Las cifras actualizadas de la agencia de salud de la ONU muestran que ha habido 1.759 casos confirmados en la República Democrática del Congo desde que se anunció el brote a mediados de mayo, incluidas 600 muertes confirmadas.
“Este es el brote de ébola de más rápido crecimiento jamás registrado, no sólo entre los brotes anteriores de Bundibugyo, sino entre todos los diferentes virus que causan el ébola”, dijo a los periodistas el jueves, hora local, Wessam Mankoula, jefe de preparación y respuesta ante emergencias de los Centros para el Control y la Prevención de Enfermedades de África (CDC de África).
El brote de ébola más mortífero, que ocurrió en África occidental entre 2013 y 2016, tuvo 994 casos en las primeras seis semanas, en comparación con 1.596 en el brote actual, dijo.
“Desafortunadamente, el virus todavía está por delante de nuestra respuesta. Se está moviendo más rápido que el despliegue de recursos para controlar la situación”.
dijo el señor Mankoula.
Añadió que se estimaba que el número de casos se duplicaría cada 28 días y que se necesitaba un total de 1.400 millones de dólares (2.000 millones de dólares) para la enfermedad y la asistencia humanitaria.
“Necesitamos fortalecer nuestra respuesta, y fortalecer nuestra respuesta requiere recursos financieros y humanos”, dijo Mankoula.
“Hacemos un llamado a todos los socios y donantes para que aceleren el desembolso de estos recursos”.
El ébola se propaga a través del contacto cercano y fluidos corporales infectados. El brote actual es causado por bundibugyo, una especie rara para la que no existe vacuna ni tratamiento aprobados, y se cree que se estuvo propagando durante algún tiempo antes de ser descubierta.
Las cifras de la OMS para la República Democrática del Congo, extraídas de las autoridades sanitarias del país, muestran que el brote tiene una tasa de mortalidad del 34 por ciento.
Un total de 285 pacientes en la República Democrática del Congo se han recuperado, mientras que se están investigando 304 casos sospechosos de fiebre hemorrágica viral.
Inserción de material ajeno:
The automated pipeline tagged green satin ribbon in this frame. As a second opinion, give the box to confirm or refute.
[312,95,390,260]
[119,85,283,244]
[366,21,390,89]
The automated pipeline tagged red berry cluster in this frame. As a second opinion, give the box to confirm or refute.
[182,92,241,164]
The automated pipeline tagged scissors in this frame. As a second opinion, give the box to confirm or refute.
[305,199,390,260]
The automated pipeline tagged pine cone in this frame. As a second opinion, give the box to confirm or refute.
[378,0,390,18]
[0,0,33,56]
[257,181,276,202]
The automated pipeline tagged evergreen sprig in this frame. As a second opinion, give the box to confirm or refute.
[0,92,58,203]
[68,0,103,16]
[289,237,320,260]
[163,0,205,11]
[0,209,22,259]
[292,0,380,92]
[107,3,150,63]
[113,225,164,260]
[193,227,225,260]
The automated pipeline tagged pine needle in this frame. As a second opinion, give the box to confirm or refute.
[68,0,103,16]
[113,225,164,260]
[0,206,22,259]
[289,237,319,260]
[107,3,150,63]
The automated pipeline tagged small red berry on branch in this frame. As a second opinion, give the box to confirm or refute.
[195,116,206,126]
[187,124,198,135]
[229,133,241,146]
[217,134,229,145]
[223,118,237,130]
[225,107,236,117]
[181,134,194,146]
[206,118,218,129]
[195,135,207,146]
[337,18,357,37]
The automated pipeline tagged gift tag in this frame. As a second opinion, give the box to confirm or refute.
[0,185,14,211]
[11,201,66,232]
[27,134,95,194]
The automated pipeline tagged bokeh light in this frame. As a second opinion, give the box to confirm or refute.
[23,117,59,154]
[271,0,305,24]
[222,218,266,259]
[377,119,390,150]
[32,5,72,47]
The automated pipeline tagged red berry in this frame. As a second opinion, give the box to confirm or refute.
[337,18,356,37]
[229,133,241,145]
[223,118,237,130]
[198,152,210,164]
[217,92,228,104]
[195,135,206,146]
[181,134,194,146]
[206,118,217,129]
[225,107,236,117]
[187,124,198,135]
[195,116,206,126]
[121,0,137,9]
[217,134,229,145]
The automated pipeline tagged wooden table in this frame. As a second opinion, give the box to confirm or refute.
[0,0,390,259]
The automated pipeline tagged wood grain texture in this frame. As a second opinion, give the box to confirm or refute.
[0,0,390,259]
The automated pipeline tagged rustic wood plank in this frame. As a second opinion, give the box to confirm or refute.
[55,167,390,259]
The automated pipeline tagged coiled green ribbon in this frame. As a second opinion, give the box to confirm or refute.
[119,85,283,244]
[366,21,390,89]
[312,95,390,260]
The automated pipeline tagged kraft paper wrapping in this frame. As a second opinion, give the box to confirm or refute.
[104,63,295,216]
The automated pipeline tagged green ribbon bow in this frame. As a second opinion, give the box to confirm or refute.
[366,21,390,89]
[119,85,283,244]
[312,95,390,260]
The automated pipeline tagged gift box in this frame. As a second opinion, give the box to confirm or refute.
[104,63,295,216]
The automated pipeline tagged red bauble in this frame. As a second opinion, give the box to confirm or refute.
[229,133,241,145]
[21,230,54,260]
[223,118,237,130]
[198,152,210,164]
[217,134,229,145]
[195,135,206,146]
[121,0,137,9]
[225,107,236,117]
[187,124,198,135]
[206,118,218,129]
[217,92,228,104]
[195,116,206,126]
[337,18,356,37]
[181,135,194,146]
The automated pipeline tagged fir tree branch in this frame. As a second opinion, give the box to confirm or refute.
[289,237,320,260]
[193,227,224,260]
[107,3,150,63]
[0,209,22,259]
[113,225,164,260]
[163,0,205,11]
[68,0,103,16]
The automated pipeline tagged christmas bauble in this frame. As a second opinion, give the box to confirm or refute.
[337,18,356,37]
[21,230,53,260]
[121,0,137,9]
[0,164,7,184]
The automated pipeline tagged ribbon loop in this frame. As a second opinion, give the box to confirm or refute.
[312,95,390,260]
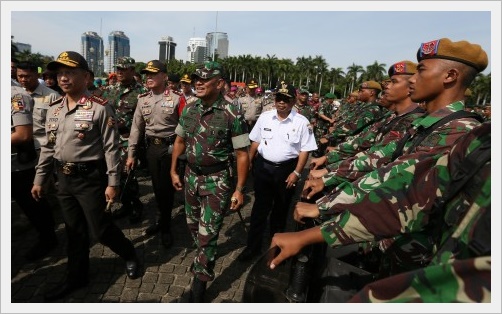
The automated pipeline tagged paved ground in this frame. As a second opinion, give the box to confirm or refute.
[11,168,302,303]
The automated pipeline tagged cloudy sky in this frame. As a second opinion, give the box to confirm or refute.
[3,1,498,73]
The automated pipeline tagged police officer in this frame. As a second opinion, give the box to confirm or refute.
[10,81,58,261]
[171,62,249,302]
[126,60,185,248]
[238,82,317,261]
[180,74,197,106]
[103,57,146,223]
[31,51,139,301]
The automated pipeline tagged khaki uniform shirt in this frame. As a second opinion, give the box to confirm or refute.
[127,89,185,158]
[34,92,120,186]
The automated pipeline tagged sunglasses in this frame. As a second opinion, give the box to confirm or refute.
[275,94,291,103]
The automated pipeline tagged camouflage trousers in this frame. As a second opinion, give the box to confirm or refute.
[185,167,232,281]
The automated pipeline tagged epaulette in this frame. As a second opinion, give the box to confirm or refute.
[89,95,108,106]
[49,96,64,106]
[138,91,150,98]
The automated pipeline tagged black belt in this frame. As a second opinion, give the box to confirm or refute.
[187,162,228,176]
[258,154,298,168]
[146,135,176,145]
[56,160,102,176]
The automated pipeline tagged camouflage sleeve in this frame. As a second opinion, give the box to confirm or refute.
[322,142,397,186]
[348,256,491,303]
[317,155,442,246]
[99,104,122,186]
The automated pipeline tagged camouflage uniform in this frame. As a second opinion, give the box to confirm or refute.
[322,102,479,186]
[349,123,491,302]
[326,107,425,165]
[175,94,249,281]
[102,71,147,216]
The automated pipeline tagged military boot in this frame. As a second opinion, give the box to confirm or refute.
[188,277,207,303]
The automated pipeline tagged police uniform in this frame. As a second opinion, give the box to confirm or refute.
[34,51,138,299]
[128,60,185,248]
[175,62,249,294]
[102,57,146,223]
[11,84,58,260]
[239,81,317,261]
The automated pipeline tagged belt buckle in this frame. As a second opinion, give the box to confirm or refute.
[63,162,75,175]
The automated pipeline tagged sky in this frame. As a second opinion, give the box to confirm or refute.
[0,1,502,313]
[4,1,498,73]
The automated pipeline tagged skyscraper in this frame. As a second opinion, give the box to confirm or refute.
[80,31,104,76]
[159,36,176,62]
[206,32,228,59]
[105,31,131,72]
[187,37,207,63]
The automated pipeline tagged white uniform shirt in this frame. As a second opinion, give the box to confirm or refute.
[249,109,317,162]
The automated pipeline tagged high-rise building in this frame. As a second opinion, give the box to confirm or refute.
[187,37,207,63]
[105,31,131,73]
[159,36,176,63]
[206,32,228,60]
[80,31,104,77]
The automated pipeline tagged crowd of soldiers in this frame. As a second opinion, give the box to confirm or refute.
[11,38,491,302]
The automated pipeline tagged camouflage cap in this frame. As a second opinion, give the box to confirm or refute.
[275,81,296,98]
[417,38,488,72]
[190,61,223,80]
[359,81,382,91]
[115,57,136,69]
[180,74,192,84]
[246,78,258,89]
[167,73,180,83]
[140,60,167,74]
[388,60,417,77]
[47,51,89,71]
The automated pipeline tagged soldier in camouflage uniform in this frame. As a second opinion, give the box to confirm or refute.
[349,122,491,302]
[292,90,316,125]
[171,62,250,302]
[102,57,146,223]
[271,38,488,300]
[180,74,197,106]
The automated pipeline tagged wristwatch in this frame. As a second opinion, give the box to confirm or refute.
[235,186,246,193]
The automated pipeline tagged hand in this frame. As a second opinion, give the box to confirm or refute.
[293,202,320,224]
[126,157,136,173]
[284,172,300,189]
[310,156,328,170]
[171,171,183,191]
[302,179,324,200]
[309,169,328,180]
[105,186,120,203]
[230,191,244,211]
[31,185,43,202]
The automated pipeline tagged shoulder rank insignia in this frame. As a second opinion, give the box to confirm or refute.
[49,96,64,106]
[138,91,150,98]
[89,95,108,106]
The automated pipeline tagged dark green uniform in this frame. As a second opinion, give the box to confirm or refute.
[175,95,249,281]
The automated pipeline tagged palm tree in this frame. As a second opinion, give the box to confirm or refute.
[347,63,364,91]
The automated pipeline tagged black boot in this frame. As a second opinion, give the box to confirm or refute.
[188,277,207,303]
[129,199,143,224]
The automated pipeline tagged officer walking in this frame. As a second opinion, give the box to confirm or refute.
[102,57,146,223]
[171,62,249,302]
[126,60,185,248]
[10,81,58,261]
[31,51,139,301]
[238,82,317,261]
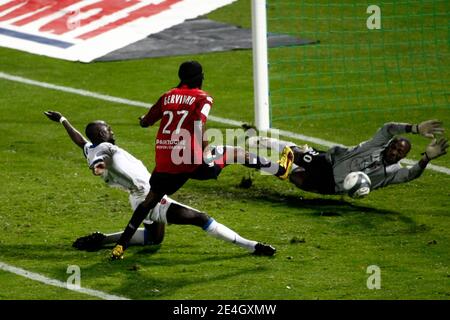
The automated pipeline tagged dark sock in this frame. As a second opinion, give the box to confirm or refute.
[117,204,154,248]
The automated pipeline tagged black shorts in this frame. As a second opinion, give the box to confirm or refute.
[291,146,336,194]
[150,163,222,195]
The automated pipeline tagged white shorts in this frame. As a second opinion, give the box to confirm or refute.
[129,192,187,224]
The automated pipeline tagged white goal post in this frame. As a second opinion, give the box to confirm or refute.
[252,0,270,131]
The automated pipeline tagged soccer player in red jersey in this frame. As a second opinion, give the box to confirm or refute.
[111,61,293,259]
[111,61,282,259]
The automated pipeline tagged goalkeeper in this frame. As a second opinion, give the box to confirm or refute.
[249,120,449,194]
[45,111,275,256]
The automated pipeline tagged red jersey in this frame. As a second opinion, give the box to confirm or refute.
[143,86,213,173]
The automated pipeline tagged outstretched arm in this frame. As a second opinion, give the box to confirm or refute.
[419,138,449,169]
[44,110,88,149]
[386,138,449,184]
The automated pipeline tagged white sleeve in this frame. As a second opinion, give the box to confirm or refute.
[88,143,117,168]
[83,142,92,158]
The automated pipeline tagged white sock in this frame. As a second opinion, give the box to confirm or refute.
[103,228,147,245]
[203,218,257,252]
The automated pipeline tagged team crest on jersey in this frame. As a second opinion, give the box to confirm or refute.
[0,0,236,62]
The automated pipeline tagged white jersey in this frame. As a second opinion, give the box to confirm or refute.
[83,142,150,194]
[83,142,186,224]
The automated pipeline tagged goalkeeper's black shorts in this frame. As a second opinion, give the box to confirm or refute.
[291,146,336,194]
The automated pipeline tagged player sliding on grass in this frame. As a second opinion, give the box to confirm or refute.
[249,120,449,194]
[111,61,287,259]
[45,111,275,256]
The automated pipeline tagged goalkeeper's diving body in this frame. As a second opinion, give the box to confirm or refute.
[249,120,449,194]
[45,111,275,256]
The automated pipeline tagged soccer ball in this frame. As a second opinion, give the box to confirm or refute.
[344,171,372,198]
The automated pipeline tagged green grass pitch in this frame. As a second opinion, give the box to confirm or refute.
[0,0,450,300]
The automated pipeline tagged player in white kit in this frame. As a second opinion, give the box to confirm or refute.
[44,111,276,256]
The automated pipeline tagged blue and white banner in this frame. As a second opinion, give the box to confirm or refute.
[0,0,236,62]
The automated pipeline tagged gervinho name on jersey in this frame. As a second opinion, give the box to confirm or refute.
[0,0,236,62]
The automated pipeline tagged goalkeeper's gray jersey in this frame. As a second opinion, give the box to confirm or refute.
[327,122,423,193]
[83,142,150,193]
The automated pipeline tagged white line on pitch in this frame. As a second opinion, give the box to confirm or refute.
[0,72,450,175]
[0,261,129,300]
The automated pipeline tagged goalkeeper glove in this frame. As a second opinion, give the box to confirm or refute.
[422,138,448,161]
[411,120,444,139]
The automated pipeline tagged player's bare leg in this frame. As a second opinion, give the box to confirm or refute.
[166,203,276,256]
[111,190,164,260]
[72,222,165,251]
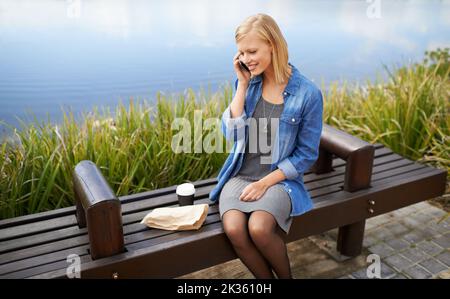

El brote en el noreste de la República Democrática del Congo ha afectado a cuatro provincias y se concentra en la provincia de Ituri.
El ensayo de dos posibles tratamientos para Bundibugyo comenzó el 2 de julio en la República Democrática del Congo y está evaluando la eficacia del anticuerpo monoclonal MBP134 y el fármaco antiviral remdesivir solos y en combinación.
‘Fragilidad’
El 15 de mayo se informó del decimoséptimo brote de ébola en la República Democrática del Congo, después de varias muertes en Ituri, una provincia rica en minerales devastada por grupos armados.
“Los movimientos de población, la inseguridad actual y la fragilidad del sistema de salud siguen complicando los esfuerzos para controlar el brote”, afirmó Anne Ancia, representante de la OMS en la República Democrática del Congo.
Dijo que ahora hay alrededor de 700 camas en 22 centros de tratamiento y que se planean 300 camas más, con los centros a aproximadamente el 90 por ciento de su capacidad.
Se están monitoreando más de 10.000 contactos de personas infectadas y la tasa de seguimiento es del 82 por ciento. La OMS estima que se necesita el 95 por ciento para controlar el brote.
La capacidad de los laboratorios aumentó de 30 pruebas por día en la capital, Kinshasa, a más de 2.000 pruebas por día en laboratorios descentralizados en las provincias afectadas.
Una de las provincias afectadas es Kivu del Sur, donde hubo enfrentamientos entre las fuerzas congoleñas y el grupo armado M23, respaldado por Ruanda.
El jefe de derechos humanos de la ONU, Volker Turk, pidió el fin inmediato de los combates, deploró su impacto en los civiles y dijo que había temores crecientes de que el aumento de los enfrentamientos pudiera provocar más desplazamientos, incluso hacia otros países.